Eco Gastronomy Project
At Tuesday night’s Recipe Slam, recipe tellers will be giving a short, narrative-style account of a family or heritage recipe from their own world. They will also bring their dish for people to taste. Their narratives will serve as the inspiration for chefs Ben Meyer of Old Salt Marketplace and Kusuma Rao of Ruchikala to riff on, and make some additional dishes that emerge for them in real-time. The narratives will also serve to inspire artist Ursula Barton’s painted foodscape. Wine is provided by Brooks Winery.

“We conceived this event as a way to activate the idea of Eco-Gastronomy in Portland, a place that is creative and innovative and cool in many more ways that you know better than me. The point is to show how food (and recipes, cooking, dishes) connects all sorts of kinds of creation–verbal, material, visual, gestural. Not too complicated, but we forget sometimes, how central food is in making… well, humanity.”
– David Szanto, UNISG, Italy


Attend the Heritage Recipe Slam

When: Tuesday, October 25; 6:00 – 9:30 pm
Where: Old Salt Marketplace, 5027 NE 42nd Ave, Portland
Tickets: $5 admission, register by emailing David Szanto at [email protected]@it

Q&A with Evan Gregoire and Kusuma Rao

We asked a couple of the Recipe Slam participants about the upcoming event. Evan Gregoire is a farmer, owner of Portland Seedhouse and one of the recipe tellers. Kusuma Rao of Ruchikala is a local chef and will be working with Ben Meyer of Old Salt to create dishes inspired by the recipe tellers.
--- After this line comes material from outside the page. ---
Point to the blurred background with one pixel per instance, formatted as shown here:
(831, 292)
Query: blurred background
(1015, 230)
Let Um Eat: What entices you about the Recipe Slam?

Evan Gregoire: Food is culture. Anyway I can participate in bringing more culture in Portland is really what enticed me to want to be a part of the event. A friend suggested I should be a recipe teller for the slam as my travels have brought me all over the world to taste some dynamic meals and products from far away regions.

Let Um Eat: Do you know what recipe you’re planning on slamming? Why did you pick that recipe?
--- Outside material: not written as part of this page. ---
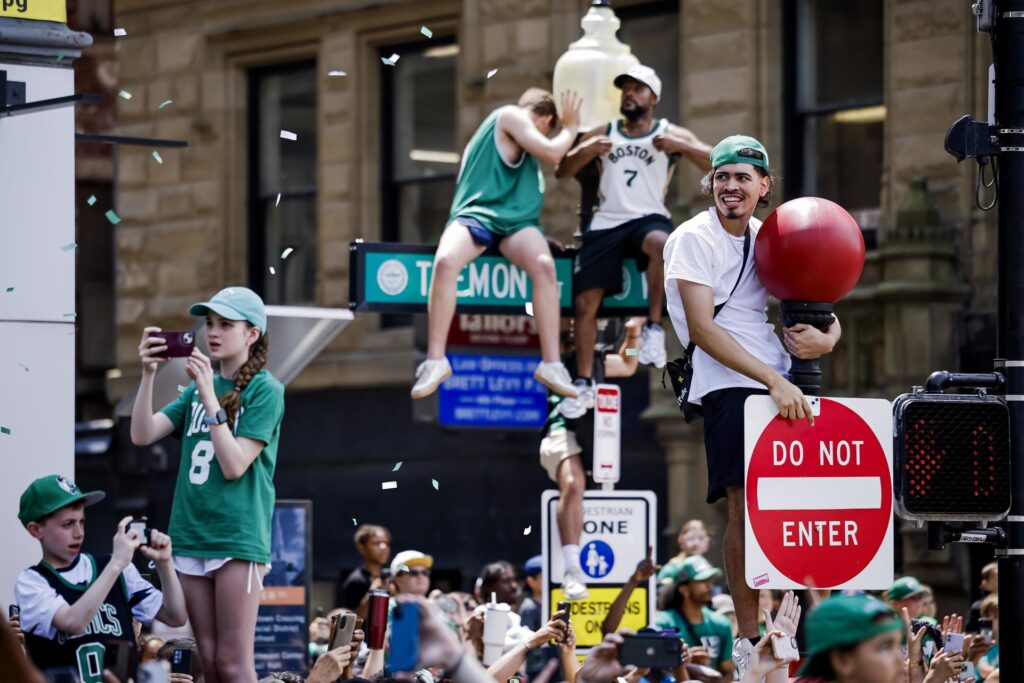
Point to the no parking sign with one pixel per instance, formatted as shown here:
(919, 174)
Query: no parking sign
(819, 500)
Evan Gregoire: The recipe I chose was one that I feel very connected with personally. I’m creating my own Heritage and culture with the food I grow in Oregon, and the tromboncino squash has been a mainstay for years in my house and farm. After my 2014 trip to Italy, I brought back a family squash jam recipe that has been passed down for generations there. An Italian Farmer friend woke me up in the morning with this prize on some toast. The color and flavors were spot on. I know this is a family treasure that needs to be shared with many others.

Let Um Eat: What entices you about the Recipe Slam?
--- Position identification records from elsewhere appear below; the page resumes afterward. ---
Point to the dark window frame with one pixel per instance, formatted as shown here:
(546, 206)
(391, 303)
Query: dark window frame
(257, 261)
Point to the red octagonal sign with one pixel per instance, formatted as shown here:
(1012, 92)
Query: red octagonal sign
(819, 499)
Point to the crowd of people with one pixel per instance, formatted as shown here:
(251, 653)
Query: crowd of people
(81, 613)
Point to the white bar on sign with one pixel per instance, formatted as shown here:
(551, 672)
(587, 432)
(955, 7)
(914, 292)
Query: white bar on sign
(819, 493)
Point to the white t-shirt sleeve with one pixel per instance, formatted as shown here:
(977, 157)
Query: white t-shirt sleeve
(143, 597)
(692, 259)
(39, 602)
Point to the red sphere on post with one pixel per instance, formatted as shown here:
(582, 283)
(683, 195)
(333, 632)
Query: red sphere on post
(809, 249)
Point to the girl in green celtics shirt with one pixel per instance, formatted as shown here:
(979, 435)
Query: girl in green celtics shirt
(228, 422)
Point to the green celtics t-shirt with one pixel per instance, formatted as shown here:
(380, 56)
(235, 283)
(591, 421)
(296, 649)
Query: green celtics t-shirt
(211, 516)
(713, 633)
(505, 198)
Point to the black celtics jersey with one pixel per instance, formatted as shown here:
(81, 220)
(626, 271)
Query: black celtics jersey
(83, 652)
Kusuma Rao: For the past 7 years or so I’ve been doing an Indian fusion popup that relies heavily on storytelling. I’ve always worked by myself and prep every course in solitude, so each course feels very personal.

Food can be so intimate and touch people so deeply. Everyone’s relationship with it is so different. It’s really reflects a lot of our inner landscape, our upbringing, our desires, our curiosities. I am forever fascinated in the multitude of experiences surrounding eating, but because I am always telling the stories, I rarely get to hear those moments of connection around food from other people, what drives other people to a particular dish or recipe. The recipe slam sounds like an amazing opportunity to challenge my natural inclination towards introversion and get a window into intimate culinary relationships of complete and total strangers.

Let Um Eat: So it sounds like you’re going to be “riffing on” the narratives from the recipe tellers and creating dishes to supplement theirs. How does one prepare for an event like this?

Kusuma Rao: Good Question! Do you have any advice for me? It’s scary thing. I think I will just probably bring my knives, masala dabba and curry leaves from my tree back home as some kind of security blanket. It’s an exercise in letting go of the outcome, putting the perfectionist tendencies on hold and staying present throughout the experience.